As the esophagus comprises mucosal tissue [12], we investigated whether esophageal immunization triggered mucosal immunity. Immunizations were conducted twice at 2-week intervals. Four weeks after the initial immunization, blood samples were collected from the tail vein, and serum antibody titers (total IgG, IgG1, IgG2a, and IgA) were assessed.
Results indicated that none of the four antibody types examined were detected following oral administration or esophageal administration without CGN adjuvant. Conversely, the production of total IgG, IgG1, and IgG2a was observed solely in mice immunized via the esophagus with both antigen and adjuvant. However, the presence of IgA, a hallmark of mucosal immunity [13], was not detected in serum (Fig. 4). While IgA production, a representative of mucosal immunity, could not be confirmed in serum, the potential presence in tissues remains plausible. Although numerous studies have explored immune responses in mucosal tissues, including the gastrointestinal mucosa [14, 15], research on esophageal mucosal immunity is relatively scarce. Hence, further investigations into esophageal mucosal immune responses are warranted.
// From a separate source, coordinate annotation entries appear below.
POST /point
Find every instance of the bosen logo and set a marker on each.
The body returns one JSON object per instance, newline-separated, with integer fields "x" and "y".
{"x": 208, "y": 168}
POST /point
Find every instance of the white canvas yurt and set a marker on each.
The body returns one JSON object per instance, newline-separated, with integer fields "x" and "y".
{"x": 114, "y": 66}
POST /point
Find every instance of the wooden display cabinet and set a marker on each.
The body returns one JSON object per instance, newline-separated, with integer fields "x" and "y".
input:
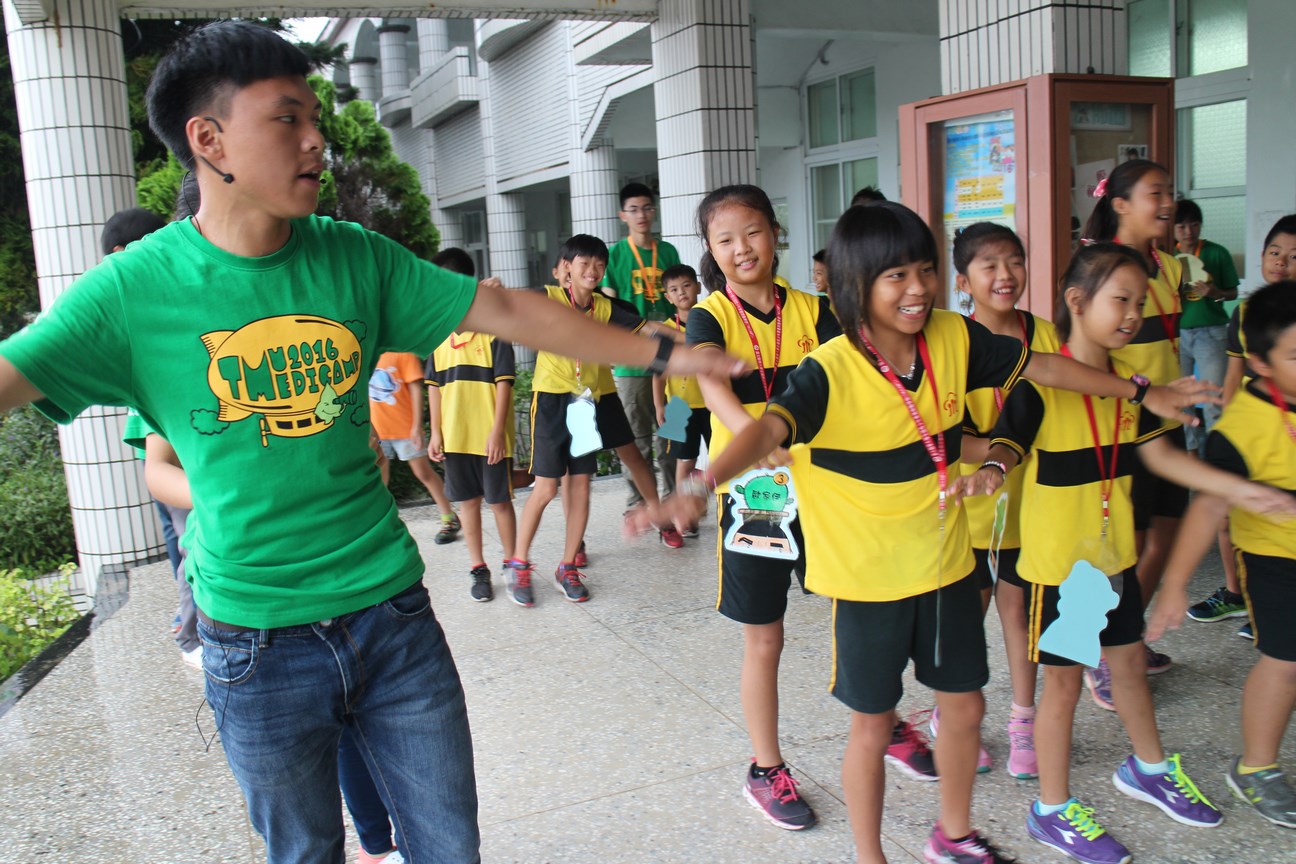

In conclusion, this study verified the production of IgG antibodies against BSA when the antigen (BSA) was injected into the esophagus with CGN adjuvant. Research on esophageal immunity has been scarce in the literature.
This study suggests the possibility of esophageal immunity under the two conditions of utilizing CGN as an adjuvant and shallow insertion of an oral gavage needle. However, notable discrepancies in results, such as the absence of antibody production in some mice within the same group, underscore the need for more precise experimental conditions and further research.